Dans ce livre-événement -plus de 500000 exemplaires ont déjà été vendus en France-, l’animateur de Vivement Dimanche, une émission culte regardée chaque semaine par plus de six millions de Français et plusieurs millions de téléspectateurs dans les autres pays francophones, relate l’histoire d’un “grand cancre tyrannisé par un père implacable” qui ne s’est pas mal du tout débrouillé dans la vie! Comme quoi, il y a des parents qui ne devraient pas désespérer de leurs rejetons!

Rencontre avec l’as des as de la télévision française.

Canadian Jewish News: Est-ce le Devoir de Mémoire qui vous a motivé à écrire ce livre autobiographique?

Michel Drucker: Ce livre est un événement dans ma vie. J’ai mis quarante ans à l’écrire. Compte tenu de ma judéité, oui, le Devoir de Mémoire est très important pour moi. Pour la première fois, je parle de mes racines juives en racontant l’histoire de mes parents. Finalement, les droits d’auteur de ce livre je devrais les envoyer à mon père. Sans lui, cette autobiographie n’aurait jamais vu le jour.

C.J.N.: Vos parents étaient des Juifs ashkénazes originaires d’Europe de l’Est, survivants de la  Shoah.
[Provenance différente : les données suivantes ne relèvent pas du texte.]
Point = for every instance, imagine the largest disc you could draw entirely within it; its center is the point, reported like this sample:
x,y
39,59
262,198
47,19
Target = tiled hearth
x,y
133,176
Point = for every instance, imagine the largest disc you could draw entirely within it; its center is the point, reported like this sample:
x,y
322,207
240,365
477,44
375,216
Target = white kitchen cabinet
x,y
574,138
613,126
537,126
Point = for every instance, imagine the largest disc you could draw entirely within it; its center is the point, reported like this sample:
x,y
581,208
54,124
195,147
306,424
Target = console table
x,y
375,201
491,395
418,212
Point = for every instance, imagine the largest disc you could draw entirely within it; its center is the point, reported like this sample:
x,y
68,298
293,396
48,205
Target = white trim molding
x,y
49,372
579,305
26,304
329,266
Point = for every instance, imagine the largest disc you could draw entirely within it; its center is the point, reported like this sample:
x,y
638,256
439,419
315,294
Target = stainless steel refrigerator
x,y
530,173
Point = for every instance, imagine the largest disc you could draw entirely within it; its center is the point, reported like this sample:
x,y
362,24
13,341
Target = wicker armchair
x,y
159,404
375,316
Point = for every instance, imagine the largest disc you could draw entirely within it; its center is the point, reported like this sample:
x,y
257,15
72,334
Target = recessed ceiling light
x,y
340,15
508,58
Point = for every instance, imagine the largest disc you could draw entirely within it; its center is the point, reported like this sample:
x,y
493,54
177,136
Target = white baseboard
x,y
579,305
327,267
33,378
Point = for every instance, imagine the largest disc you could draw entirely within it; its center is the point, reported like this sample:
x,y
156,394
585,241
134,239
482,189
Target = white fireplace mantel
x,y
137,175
M. Drucker: Comme dirait Nicolas Sarkozy, nous, les Drucker, sommes des Français de sang mêlé. Ma famille est originaire des Carpates, un terroir situé entre la Roumanie et l’Autriche, plus précisément de Czernowitz, devenue Tchernovtsy, capitale de la Bucovine, qui fut turque avant de devenir autrichienne, puis roumaine, puis russe. Aujourd’hui, cette ancienne ville de l’Empire austro-hongrois est en Ukraine.
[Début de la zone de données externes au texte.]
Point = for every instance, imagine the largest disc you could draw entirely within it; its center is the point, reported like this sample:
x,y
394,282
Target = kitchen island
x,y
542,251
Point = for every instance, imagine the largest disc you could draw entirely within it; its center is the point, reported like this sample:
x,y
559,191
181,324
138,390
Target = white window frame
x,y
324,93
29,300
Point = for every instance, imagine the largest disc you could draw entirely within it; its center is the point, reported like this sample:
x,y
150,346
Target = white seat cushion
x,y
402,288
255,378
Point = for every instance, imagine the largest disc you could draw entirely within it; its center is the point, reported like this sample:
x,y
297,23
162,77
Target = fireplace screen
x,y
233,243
Mon père s’appelait Abraham Drucker, il était médecin, ma mère, Lola Schafler. Ils sont arrivés en France dans les années 1930. Mes parents ne parlaient pratiquement pas français. Il parlaient yiddish, roumain et allemand. Ils ont connu ce que tous les Juifs de l’époque ont connu: l’antisémitisme. En 1942, l’année de ma naissance, mon père a été arrêté par la Gestapo après avoir été dénoncé. Il a passé trente-six mois de captivité dans les camps d’internement de Drancy et de Compiègne.

Comme il était médecin et qu’il parlait couramment l’allemand, les nazis ont considéré qu’il serait un prisonnier juif très utile. C’est ce qui l’a sauvé des wagons plombés en destination d’Auschwitz-Birkenau. Ma mère, enceinte de moi, et mon frère Jean, âgé alors de un an, ont été sauvés grâce au grand courage de Jean Lelay, dont j’apprendrais des années plus tard qu’il était le père de Patrick Lelay, ex-président de la chaîne de télévision française TF1. Jean Lelay fit croire aux officiers allemands que ma mère était son épouse. Sans sa précieuse protection et son hardiesse inouïe, très probablement que nous aurions été aussi déportés à Auschwitz-Birkenau.
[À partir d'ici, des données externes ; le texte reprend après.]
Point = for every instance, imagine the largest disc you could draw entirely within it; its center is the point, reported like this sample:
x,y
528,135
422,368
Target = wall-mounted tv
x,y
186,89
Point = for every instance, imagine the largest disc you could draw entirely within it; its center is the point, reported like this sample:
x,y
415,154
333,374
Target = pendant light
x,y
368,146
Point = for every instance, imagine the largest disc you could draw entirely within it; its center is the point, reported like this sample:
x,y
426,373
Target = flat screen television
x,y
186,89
Après la guerre, mon père a établi ses pénates dans un petit coin de Basse-Normandie, où il est devenu un grand médecin généraliste.

C.J.N.: Après la guerre, votre père vous a baptisés, vous et vos deux frères, au catholicisme.

M. Drucker: Après la guerre, mon père a voulu découdre à jamais l’étoile jaune, oublier l’antisémitisme. Il considérait, comme beaucoup de Français d’origine juive à l’époque, qu’après avoir porté l’étoile jaune il ne fallait pas la ramener. Mon père souhaitait ardemment que ses fils s’intègrent entièrement à la société française. Il voulait que l’on soit plus Français que les Français! Contre l’avis de ma mère, il a décidé alors de baptiser ses trois fils. Pour ma mère, notre baptême était un drame puisqu’elle était beaucoup plus Sioniste que mon père. Son frère avait émigré en Palestine avant la création de l’État d’Israël. Ma mère trouvait que notre baptême ça faisait désordre pour des Juifs, même si moi et mes frères, Jacques et Jean, n’avons pas été élevés dans la tradition juive.

C.J.N.: Vous et vos frères étiez-vous conscients de votre judéité?

M. Drucker: Nous n’avons pas été élevés dans la tradition juive comme certains de nos copains. Nous étions des Français comme tout le monde. L’antisémitisme, je l’ai entraperçu, mais je ne peux pas dire que j’en ai souffert. Mes parents ont vraiment souffert de ce fléau morbide. Je suis persuadé qu’en 1942 mon père a été dénoncé pas seulement par un paysan du coin. Son départ en déportation a dû réjouir beaucoup de ses confrères de l’époque. L’antisémitisme dans les années 40, au fin fond des campagnes françaises, ça voulait dire quelque chose. Moi, j’ai senti l’antisémitisme plus tard, quand je suis rentré à la télévision. J’ai reçu alors quelques lettres antisémites.

Mais, le mépris à l’égard de l’Autre, je l’ai découvert et senti, au début des années 60, quand je faisais des petits boulots et, particulièrement, quand j’étais homme de ménage à l’Aéroport d’Orly à Paris. Là, j’ai vu ce qu’est le racisme. J’étais le seul gamin blanc, Français. Mes camarades de travail étaient des Maliens, des Portugais, des Turcs… en situation plus ou moins régulière, qui couchaient chez des marchands de sommeil et le jour ils venaient ramasser les miettes abandonnées par les gens riches. Ça a été ma première conscience politique.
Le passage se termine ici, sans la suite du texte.